Still, he was struck by the speed with which these groups — organizations not tied to a candidate or a political party itself — were able to act on the new rules. The report relied on spending data turned over to the Federal Election Commission. Groups that didn’t disclose to the FEC any information about the sources of their money spent a combined $135.6 million (or 46 percent of the total).

Nearly half of the total, $138.5 million, came from just 10 groups. And seven of those organizations — including the ambiguously named American Action Network, American Future Fund and Americans for Job Security — provided no donor information.

That lack of transparency is at odds with one prominent prediction last January of what would happen.

“With the advent of the Internet, prompt disclosure of expenditures can provide shareholders and citizens with the information needed to hold corporations and elected officials accountable for their positions,” Justice Anthony Kennedy reasoned in the majority opinion. “This transparency enables the electorate to make informed decisions and give proper weight to different speakers and messages.”

“Unless you make an incredibly legalistic reading of what he said, he was way off the mark,” Lincoln said. “He conjured this image that IBM, Apple, McDonalds might spend money, and then the viewer [of an ad] would be like, ‘Oh, alright, I like Apple, so I like him. I don’t like McDonalds, so I’m not going to vote for him.’ Of course, none of this corporate spending is done by IBM or McDonalds or whoever. It’s passed into a front group.”

Like, say, Crossroads Grassroots Policy Strategies (which did not disclose the source of any of the $16,660,986 it spent to influence the 2010 election).

“You never see an ad from General Electric that says ‘Vote for John Doe,’” Lincoln said. “That just doesn’t happen. The whole Supreme Court decision seemed really naïve. They also talked about shareholders weighing and evaluating the contributions of a company, deciding is this a good thing? Well, they’re never even going to know.”

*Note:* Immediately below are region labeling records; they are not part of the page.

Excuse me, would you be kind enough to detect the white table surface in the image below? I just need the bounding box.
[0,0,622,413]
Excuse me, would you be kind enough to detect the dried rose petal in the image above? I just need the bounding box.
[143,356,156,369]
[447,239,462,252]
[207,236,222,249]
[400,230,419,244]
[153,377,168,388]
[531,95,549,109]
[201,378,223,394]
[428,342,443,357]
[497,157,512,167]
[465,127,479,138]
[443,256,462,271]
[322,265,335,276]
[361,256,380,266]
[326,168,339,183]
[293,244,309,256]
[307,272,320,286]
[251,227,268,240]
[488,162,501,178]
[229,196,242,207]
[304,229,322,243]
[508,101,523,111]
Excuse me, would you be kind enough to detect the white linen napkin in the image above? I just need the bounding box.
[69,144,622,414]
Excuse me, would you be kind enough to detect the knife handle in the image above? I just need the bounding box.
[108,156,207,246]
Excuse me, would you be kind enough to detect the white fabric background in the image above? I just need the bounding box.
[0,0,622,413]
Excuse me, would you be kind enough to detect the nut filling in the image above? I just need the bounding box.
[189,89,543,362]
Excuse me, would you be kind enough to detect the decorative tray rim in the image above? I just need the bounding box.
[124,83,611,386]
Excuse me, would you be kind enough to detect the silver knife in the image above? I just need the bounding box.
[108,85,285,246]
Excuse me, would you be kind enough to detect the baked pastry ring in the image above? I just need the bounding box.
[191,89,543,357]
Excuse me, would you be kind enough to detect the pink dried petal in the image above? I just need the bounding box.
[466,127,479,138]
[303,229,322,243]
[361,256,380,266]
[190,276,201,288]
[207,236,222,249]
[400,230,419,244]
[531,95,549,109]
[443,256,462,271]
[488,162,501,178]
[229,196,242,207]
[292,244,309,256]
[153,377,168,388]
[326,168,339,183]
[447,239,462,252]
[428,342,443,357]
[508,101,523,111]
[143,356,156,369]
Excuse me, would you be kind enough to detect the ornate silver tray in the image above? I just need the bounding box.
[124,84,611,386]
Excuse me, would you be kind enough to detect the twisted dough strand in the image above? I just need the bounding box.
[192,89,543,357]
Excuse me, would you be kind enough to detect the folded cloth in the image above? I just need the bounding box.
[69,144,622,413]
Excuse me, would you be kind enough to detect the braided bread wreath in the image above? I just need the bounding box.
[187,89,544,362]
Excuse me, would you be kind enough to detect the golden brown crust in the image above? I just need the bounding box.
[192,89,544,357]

Lincoln’s biggest concern is not simply that this system corrupts the election process, but that it may wind up corrupting the legislative one, too. A candidate may not know how much of his winning war chest originated with General Electric, but most people in Washington know what kind of legislative outcomes Crossroads GPS is angling for this session, even if the general public does not. (They’re listed on the group’s website, right under the tab “key issues.”)

“The legislative process is the ultimate victim of it because you have candidates coming into office with conflicts,” Lincoln said. “That’s the ultimate reason for campaign finance reform and the ultimate threat that is posed by special interest influence over our elections.”

Seventy-five seats in Congress switched parties in the November election. In 60 of those races, the winning candidate reaped more money from outside spending groups — money that, in some cases, might not have been available were it not for Citizens United. That data comes as close as critics can get in drawing a direct line from the court decision to an election outcome (although any such argument must admit that Democrats were expecting a drubbing in November under any circumstance).

“Scientifically, we really don’t quite know,” Lincoln conceded. “We don’t know what would have happened otherwise [without Citizens United]. But we suspect just based on all that spending, and the fact that a number of these races were fairly close, that it was decisive in a number of them.”